Posts Tagged ‘modularity’

The Downside of Modularity

Saturday, March 13th, 2010

I’m a big fan of modularity. I’ve even got a modular system in my living room. It consists of the following modules:

  • One module that converts a digital signal to a two-dimensional picture.
  • One module that reads a rotating plastic disk with a laser and produces a digital signal.
  • One module that gets a digital signal from a socket in the wall, stores it temporarily on magnetic disk, and sends it out again upon request.
  • One module that generates a digital signal based on a simulation of a virtual world, with which I can interact in real time using motion and pressure sensitive input devices.

In case you hadn’t guessed already, I was talking about my TV, DVD player, Hard-disk recorder, and Game Console.

Imagine if all of this came in one device. A TV+DVD+HDR+Console-in-one. Imagine what it would cost. If only one part broke, I would have to get everything anew. I would never be able to move it abroad, because the HDR is tied to my cable provider. I would never be able to get the games that do not involve Italian plumbers.

But to be fair, there are also disadvantages to modular systems. Just take a look at the remote control that comes with it:

How to develop Modular Software

Saturday, March 6th, 2010

It’s always good to make software modular. Modular software is strong and healthy, monolithic software is sickly and bedridden. I’ve touched before on how modularity increases adaptability. But modularity also helps to keep software small, nimble and unbloated. I’ll illustrate how we’re applying modular design in BridgeDb.

Modularity is the only known antidote against bloatware. The more features a piece of software has, the larger it has to be. When you don’t use 90% of those features, it’s perceived as a problem. Bloated software takes a long time to start, fills up your hard drive, clogs your tubes. We want bioinformatics developers to use BridgeDb as much as possible, and we don’t want them to complain that BridgeDb is bloated.

For example, BridgeDb supports identifier mapping through several different web services. Some of those webservices are based on SOAP, others on XML-RPC or on REST. For each type of webservice, you need additional libraries. If it was only one monolithic chunk, you’d always need several megabytes of library dependencies.

You may say: “A few megabyte, so what?”. When I was at mediamarkt the other day, I couldn’t even find memory sticks smaller than 2 Gb anymore. But size still matters when you expect fast download times. For example WikiPathways uses BridgeDb on each pathway page. Bigger libraries means longer load times, which means annoyed users.

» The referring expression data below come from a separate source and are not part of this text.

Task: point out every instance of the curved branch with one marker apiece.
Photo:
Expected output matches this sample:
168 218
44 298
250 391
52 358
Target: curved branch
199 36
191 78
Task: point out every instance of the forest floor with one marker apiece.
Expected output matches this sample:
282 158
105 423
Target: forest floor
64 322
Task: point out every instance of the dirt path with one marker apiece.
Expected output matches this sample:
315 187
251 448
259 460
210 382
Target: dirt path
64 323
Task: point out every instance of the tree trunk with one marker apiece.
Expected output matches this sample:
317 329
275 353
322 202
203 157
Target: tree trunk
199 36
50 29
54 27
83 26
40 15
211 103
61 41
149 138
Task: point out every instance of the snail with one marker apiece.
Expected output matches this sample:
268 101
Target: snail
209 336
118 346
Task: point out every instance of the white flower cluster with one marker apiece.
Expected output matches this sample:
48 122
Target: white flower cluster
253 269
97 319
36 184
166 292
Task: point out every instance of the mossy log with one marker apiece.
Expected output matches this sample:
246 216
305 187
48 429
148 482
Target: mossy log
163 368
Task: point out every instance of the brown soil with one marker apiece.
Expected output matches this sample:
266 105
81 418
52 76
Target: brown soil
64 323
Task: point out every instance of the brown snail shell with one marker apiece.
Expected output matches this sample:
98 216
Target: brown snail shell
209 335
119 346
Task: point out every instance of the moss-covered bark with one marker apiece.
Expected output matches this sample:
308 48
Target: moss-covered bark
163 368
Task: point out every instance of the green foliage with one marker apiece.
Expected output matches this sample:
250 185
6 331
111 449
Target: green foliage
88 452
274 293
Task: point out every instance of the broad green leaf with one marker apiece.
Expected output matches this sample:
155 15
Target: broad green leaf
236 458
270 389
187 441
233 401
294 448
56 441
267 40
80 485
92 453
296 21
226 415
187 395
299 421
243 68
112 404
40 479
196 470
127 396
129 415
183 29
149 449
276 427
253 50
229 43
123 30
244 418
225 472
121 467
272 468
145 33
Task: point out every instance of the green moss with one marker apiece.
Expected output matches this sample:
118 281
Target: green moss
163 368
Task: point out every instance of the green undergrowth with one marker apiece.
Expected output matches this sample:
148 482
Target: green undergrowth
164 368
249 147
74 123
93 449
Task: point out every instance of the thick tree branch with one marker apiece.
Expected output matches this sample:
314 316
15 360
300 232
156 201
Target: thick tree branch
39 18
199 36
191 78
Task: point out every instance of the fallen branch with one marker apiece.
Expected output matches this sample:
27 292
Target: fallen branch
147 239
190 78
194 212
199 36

We want many features, but we don’t want bloat. The solution is to cut BridgeDb up into many small pieces, where you can choose the ones you need, and ignore the rest. You also don’t need the dependencies of the parts you ignore.

So how do you decide which pieces of BridgeDb you need? I’ve compiled this handy graph. On the right side, you see all the different “features” (i.e. identifier mapping services) that you can choose. Follow the arrows to the left, and note the modules that you encounter. Those are the modules you need for that mapping service.

If you’re getting started with modular software development, I can give you a few tips. You really don’t need any of those terribly complicated frameworks like Maven or OSGi. All you need is a good IDE like Eclipse and a bit of determination.

You have to be careful to manage the boundaries between modules. Eclipse can help you a great deal with this. Put each module in its own directory. In your Eclipse workspace, set up a separate project for each module, and add dependent projects in each project build path. This way you can never introduce cyclic dependencies or go across module boundaries. Eclipse will simply refuse to find the class and flag it as a compiler error.

For example, here is how I’ve set up BridgeDb in eclipse. In the package explorer you see that I’ve defined a separate project for each module in BridgeDb.

And to complete the example, here is how I configured the build path for the org.bridgedb.bio module. As you can see, the org.bridgedb project is listed as its sole dependency.

Martijn’s Continuous Build System part 2

Sunday, July 19th, 2009

In part 1, I described what a continuous build system is, and what it is useful for. Now I’m going to write about another important use of the build system: testing interfaces between modules.

In a modular system, the parts evolve independently in different directions and at different speeds. This is true in programming as well as in biology. Applications with a plug-in system (plug-ins, extensions, modules and drivers are really all the same thing) can add new features while avoiding bloat, can be customized to highly specific uses without burdening the user interface for everybody, etc. In the end, every interesting program will have a need for a plug-in system of some sort.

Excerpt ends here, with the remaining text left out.